Seth took two steps back, purposely not looking at her easel. “Okay,” he said again, soft, reassuring.
“Same time next week,” Micah said. Arden gathered her pencils into the box.
“Leave your sketchpads here,” Betsy said over her shoulder as she escorted Seth and Micah to the door. “I’ll store them with the easels. No point in hauling them all over Manhattan.”
The door closed behind Micah and Seth. Between them, Betsy and Arden shoved one of the sofas back into place, then collapsed on it. They all looked at one another, then lost it laughing. For a moment the lightness of sheer relief swept through Arden.
“My God,” Libby said. “Where on earth did you find that man?”
“I didn’t!” Betsy gasped. “Micah said he’d arrange for the model.”
“He’ll bring him back, right? Can we request a specific model?”
“He’ll probably alternate,” Sally said. “Men and women, different body sizes and shapes. Crap. Did I really ask him about his tattoos?”
“You did,” Betsy said, lifting her glass to toast Sally.
“I’d love to know the story behind them,” Sally continued, thinking out loud.
“You could just ask him,” Betsy said, eyes twinkling.
Sally opened her mouth, closed it again, then looked at Arden. “It’s nice to see you laugh,” she said.
The mood in the room instantly dampened. “I feel like I’ve forgotten how,” she said, and finally pulled out her phone. She had voice mails and missed calls, but none of them from Garry. Now. To download or not to download? Normally her emails downloaded automatically, but after the news broke, she set the retrieve option to manual so she could handle them when she felt up to it.
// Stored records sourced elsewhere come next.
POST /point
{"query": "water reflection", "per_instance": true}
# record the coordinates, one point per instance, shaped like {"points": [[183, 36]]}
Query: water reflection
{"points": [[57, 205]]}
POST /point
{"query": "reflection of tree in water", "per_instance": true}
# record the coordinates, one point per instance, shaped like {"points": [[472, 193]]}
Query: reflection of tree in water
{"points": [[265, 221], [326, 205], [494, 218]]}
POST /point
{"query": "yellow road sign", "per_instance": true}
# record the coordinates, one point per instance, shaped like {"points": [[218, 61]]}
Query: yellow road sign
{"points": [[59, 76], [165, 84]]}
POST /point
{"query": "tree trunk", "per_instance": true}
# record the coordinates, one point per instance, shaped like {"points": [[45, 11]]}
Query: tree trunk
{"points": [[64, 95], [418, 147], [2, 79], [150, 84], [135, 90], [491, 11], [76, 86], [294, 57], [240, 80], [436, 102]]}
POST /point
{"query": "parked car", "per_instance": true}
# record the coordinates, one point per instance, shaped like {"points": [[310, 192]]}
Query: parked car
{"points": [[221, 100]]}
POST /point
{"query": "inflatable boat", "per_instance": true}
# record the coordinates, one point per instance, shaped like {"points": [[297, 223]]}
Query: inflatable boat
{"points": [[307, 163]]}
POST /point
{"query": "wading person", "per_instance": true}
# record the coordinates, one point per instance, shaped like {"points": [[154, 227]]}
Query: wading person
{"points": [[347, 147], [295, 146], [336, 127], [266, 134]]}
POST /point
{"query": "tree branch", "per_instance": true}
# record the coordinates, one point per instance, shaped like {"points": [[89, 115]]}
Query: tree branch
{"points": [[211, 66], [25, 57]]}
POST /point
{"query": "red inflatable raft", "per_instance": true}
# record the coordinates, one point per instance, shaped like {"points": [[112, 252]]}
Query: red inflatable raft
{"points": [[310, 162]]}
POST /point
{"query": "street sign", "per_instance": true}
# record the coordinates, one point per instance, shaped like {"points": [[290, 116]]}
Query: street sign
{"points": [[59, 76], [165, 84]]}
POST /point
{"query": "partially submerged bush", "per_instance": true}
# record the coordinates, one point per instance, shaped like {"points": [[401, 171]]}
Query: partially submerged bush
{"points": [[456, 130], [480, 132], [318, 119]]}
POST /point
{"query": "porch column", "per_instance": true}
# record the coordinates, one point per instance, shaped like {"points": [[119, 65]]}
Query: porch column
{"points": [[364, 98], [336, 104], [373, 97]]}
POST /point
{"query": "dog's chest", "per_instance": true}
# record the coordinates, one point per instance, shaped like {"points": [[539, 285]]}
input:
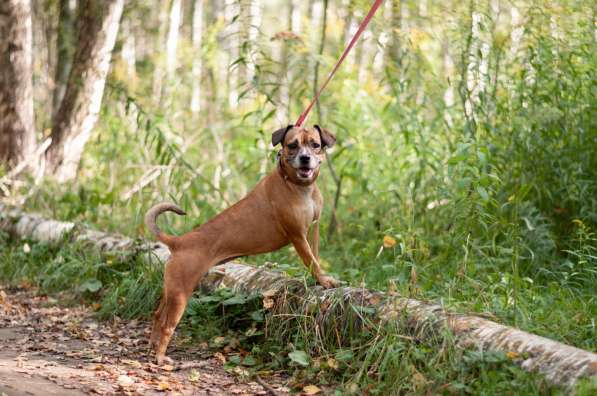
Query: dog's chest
{"points": [[307, 210]]}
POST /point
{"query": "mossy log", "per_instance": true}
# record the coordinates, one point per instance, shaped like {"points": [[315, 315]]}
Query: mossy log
{"points": [[561, 364]]}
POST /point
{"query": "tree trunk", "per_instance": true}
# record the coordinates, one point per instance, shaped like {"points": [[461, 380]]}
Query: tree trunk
{"points": [[17, 136], [65, 49], [231, 37], [98, 26], [560, 363], [197, 56], [172, 40]]}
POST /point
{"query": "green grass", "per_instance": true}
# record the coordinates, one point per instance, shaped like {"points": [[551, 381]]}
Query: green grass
{"points": [[361, 357], [492, 204]]}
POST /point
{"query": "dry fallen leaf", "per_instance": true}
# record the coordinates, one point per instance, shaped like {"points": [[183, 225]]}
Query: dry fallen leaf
{"points": [[268, 303], [311, 390], [388, 242], [333, 363], [163, 386], [125, 381], [220, 357]]}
Might as well get it over with. She should be inured to the near-constant stream of anger, hatred, and vitriol. She swiped her thumb over the list of her accounts and watched the wheel spin as the phone connected to the servers.
“What’s the latest?” Libby asked.
“I don’t even know how to describe it.” Where the hell was Garry? New Zealand, where it was apparently possible to just disappear off the grid into the mountains.
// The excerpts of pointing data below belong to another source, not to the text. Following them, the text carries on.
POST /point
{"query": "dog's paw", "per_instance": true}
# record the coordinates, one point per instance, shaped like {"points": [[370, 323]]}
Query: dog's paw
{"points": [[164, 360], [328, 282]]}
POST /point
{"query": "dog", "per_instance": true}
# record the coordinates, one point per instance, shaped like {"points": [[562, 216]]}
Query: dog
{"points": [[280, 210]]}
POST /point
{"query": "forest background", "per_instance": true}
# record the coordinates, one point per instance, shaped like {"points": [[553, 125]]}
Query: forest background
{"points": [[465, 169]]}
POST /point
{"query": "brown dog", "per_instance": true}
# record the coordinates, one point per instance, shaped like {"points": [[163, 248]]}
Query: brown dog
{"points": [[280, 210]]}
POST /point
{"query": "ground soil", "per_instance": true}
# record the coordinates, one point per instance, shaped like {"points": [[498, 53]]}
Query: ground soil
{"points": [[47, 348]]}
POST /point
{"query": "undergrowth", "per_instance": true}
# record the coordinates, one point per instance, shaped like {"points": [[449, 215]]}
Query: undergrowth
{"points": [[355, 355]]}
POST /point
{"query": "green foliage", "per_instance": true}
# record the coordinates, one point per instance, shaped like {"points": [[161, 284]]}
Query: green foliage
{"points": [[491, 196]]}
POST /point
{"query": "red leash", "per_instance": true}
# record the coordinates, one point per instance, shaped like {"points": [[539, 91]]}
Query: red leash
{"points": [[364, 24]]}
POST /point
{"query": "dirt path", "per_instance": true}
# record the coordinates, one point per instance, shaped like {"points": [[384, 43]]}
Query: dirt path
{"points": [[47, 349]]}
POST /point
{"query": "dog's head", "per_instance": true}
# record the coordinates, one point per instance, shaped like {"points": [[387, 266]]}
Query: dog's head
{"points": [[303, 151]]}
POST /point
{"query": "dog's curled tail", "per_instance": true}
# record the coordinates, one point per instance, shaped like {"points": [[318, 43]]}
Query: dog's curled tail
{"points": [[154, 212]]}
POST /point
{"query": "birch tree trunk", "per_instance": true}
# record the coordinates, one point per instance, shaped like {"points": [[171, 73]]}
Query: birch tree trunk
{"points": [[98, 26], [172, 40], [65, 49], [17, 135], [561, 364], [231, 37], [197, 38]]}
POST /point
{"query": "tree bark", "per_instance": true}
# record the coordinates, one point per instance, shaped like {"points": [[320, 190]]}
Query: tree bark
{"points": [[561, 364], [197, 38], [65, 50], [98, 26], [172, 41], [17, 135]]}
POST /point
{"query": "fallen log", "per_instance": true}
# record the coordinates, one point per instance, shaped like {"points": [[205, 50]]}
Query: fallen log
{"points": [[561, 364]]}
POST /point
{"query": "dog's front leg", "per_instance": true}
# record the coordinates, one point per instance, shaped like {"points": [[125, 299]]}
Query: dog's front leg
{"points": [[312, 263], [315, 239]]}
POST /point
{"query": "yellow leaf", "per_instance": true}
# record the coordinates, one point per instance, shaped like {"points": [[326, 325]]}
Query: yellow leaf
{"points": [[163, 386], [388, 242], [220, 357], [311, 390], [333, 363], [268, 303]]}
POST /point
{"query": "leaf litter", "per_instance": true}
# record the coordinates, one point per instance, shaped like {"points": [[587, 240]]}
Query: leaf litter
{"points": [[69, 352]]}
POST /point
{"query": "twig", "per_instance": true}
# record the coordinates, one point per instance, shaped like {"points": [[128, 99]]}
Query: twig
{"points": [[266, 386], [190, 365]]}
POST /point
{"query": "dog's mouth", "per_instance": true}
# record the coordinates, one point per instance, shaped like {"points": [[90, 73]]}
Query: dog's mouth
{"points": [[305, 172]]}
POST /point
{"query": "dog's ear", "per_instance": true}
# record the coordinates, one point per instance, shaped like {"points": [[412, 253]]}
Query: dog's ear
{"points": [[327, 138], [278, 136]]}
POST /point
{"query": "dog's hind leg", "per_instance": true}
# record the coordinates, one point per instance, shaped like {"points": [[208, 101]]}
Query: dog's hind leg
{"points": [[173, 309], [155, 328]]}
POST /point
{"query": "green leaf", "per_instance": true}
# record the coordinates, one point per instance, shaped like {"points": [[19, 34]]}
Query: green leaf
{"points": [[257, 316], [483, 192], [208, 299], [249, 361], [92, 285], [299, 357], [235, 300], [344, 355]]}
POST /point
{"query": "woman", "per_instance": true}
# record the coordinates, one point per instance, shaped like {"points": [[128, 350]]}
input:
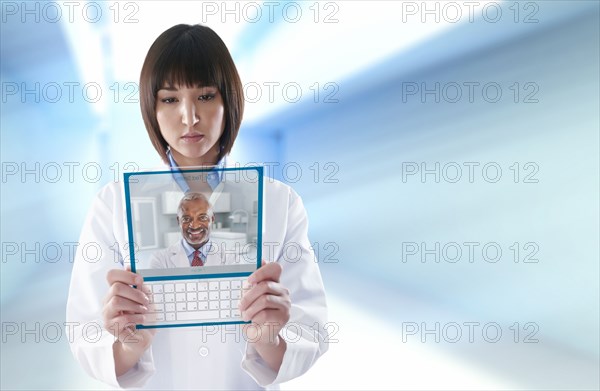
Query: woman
{"points": [[192, 104]]}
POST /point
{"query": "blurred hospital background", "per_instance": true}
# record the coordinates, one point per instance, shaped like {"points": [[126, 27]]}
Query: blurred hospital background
{"points": [[447, 154]]}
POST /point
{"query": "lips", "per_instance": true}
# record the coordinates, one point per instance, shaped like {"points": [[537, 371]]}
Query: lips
{"points": [[196, 234], [192, 137]]}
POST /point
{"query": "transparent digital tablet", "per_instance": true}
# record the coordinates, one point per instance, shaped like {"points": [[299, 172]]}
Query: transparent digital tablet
{"points": [[196, 236]]}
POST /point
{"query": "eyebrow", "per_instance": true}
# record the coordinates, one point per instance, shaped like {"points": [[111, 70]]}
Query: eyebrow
{"points": [[173, 88]]}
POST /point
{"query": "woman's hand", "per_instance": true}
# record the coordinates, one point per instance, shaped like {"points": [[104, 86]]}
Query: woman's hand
{"points": [[124, 307], [267, 304]]}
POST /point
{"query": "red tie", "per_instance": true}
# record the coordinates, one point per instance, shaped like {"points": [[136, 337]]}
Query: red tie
{"points": [[197, 261]]}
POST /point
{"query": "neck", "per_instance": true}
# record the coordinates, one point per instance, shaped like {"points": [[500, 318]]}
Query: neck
{"points": [[208, 159]]}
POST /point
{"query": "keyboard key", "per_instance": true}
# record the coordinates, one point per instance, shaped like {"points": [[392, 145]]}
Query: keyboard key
{"points": [[192, 296], [198, 315], [202, 296], [156, 308], [157, 288]]}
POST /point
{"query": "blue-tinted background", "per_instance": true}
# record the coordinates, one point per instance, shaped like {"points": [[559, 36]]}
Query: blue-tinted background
{"points": [[412, 131]]}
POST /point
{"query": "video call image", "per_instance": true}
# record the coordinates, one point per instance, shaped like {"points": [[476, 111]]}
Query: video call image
{"points": [[194, 222]]}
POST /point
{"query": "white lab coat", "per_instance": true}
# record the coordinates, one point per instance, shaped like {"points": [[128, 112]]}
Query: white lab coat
{"points": [[209, 357], [175, 256]]}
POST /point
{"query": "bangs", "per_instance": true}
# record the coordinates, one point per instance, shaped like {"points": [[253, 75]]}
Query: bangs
{"points": [[188, 63]]}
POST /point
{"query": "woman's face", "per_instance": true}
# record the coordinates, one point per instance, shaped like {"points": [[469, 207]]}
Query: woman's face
{"points": [[191, 120]]}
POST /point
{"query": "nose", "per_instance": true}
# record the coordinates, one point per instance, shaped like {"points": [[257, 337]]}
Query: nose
{"points": [[189, 116]]}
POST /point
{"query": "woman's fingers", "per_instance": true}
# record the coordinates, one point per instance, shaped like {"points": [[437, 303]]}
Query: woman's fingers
{"points": [[120, 289], [262, 288], [267, 304]]}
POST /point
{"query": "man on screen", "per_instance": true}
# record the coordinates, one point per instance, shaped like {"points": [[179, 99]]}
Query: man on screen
{"points": [[195, 218]]}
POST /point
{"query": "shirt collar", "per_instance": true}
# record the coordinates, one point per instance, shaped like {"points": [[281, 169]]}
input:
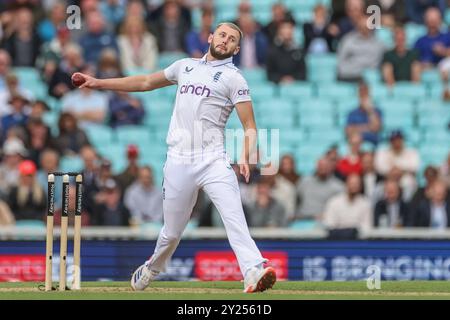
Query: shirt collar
{"points": [[216, 62]]}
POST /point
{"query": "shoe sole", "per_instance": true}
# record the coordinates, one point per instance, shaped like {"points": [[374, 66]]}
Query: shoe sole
{"points": [[266, 282]]}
“Why are people angry with you? You ran the foundation, not the investment side of the house.”
“My name is on the firm. I’m on the board. It’s all about the name. We are MacCarren.” She waited for the emails to finish downloading. Three hundred and eight in the three hours she’d been in Betsy’s apartment. She’d given her assistant paid leave and taken over managing her own email. The sheer numbers were overwhelming, as was the hatred and pain many of them now contained.
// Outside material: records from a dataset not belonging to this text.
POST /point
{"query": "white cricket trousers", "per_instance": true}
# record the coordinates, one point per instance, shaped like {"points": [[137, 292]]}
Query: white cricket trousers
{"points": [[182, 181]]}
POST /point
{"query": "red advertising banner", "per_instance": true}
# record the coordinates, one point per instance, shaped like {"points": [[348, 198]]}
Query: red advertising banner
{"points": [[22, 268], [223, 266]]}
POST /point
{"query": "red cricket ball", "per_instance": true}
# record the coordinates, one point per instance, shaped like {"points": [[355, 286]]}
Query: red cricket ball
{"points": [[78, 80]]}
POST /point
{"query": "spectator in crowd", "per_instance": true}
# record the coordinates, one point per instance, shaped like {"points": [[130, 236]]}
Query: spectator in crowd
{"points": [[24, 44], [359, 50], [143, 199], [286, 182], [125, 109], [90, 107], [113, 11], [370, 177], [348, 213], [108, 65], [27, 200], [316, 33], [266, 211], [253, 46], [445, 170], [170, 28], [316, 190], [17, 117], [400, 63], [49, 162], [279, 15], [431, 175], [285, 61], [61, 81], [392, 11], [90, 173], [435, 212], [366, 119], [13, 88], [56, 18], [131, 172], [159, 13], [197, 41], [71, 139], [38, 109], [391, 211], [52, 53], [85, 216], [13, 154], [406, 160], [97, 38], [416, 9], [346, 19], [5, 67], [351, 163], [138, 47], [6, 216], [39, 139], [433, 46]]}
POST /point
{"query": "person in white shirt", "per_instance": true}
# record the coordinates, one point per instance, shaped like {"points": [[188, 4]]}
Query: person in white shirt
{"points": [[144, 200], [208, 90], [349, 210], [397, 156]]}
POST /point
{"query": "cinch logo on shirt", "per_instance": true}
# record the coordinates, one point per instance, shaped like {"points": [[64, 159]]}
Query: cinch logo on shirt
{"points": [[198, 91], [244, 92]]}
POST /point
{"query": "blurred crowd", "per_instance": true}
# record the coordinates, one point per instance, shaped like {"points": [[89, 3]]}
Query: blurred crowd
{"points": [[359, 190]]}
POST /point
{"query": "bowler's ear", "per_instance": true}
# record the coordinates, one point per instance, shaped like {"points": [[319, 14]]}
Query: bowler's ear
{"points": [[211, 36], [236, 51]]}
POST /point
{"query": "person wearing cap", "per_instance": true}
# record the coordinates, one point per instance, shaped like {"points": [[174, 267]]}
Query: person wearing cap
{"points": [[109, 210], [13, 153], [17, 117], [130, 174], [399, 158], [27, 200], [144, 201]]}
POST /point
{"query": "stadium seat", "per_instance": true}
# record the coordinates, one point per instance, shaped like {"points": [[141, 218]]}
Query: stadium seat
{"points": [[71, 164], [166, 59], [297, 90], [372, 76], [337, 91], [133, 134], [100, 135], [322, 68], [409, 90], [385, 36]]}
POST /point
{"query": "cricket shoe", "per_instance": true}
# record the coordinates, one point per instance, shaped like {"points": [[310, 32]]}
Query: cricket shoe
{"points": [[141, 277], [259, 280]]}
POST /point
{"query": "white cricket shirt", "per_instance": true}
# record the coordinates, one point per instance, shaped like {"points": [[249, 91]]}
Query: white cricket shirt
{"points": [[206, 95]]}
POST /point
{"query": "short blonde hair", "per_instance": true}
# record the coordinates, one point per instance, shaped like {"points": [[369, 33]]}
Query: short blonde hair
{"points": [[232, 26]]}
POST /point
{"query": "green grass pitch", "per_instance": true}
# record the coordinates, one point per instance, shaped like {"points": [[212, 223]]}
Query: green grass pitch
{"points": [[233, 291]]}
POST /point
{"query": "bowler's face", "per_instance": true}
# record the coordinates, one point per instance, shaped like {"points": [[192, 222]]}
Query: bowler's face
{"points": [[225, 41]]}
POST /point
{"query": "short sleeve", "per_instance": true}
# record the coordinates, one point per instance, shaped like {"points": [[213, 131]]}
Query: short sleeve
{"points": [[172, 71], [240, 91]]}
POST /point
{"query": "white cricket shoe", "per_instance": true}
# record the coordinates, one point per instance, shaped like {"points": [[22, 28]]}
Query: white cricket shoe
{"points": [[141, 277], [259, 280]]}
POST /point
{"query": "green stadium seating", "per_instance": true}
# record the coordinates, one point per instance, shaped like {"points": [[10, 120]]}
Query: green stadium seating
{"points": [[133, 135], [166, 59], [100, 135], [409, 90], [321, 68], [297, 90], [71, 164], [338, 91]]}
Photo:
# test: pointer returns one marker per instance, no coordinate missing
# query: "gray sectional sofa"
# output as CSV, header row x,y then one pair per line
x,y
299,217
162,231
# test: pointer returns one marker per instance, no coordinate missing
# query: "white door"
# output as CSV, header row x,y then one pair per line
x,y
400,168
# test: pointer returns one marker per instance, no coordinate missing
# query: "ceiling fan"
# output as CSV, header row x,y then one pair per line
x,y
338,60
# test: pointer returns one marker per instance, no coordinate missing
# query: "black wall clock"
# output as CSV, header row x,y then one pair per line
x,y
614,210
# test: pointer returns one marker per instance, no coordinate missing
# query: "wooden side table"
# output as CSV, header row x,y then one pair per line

“Have you seen your dad since . . . ?”
“Since the FBI raided the house and took him away in handcuffs?” she asked, refusing to mince words. “No. I looked through the evidence, and it’s clear the accusations are true. He and Charles were running a Ponzi scheme. I’m too angry to go see him, or Charles.”
Silence. Arden tried to get used to the fact that no one wanted to talk about MacCarren anymore. Before, it was the only thing people wanted to talk to her about. How did her father do it? Could they buy in or was he closed to new investors? On the surface, she, too, was MacCarren. They got close to her to get close to him, not knowing that she, like the rest of the family, like the rest of the world, was being told a great big lie.
Sally picked up her purse and tote. “I have to work in the morning. Brunch soon?”
“I’ll walk out with you,” Libby said.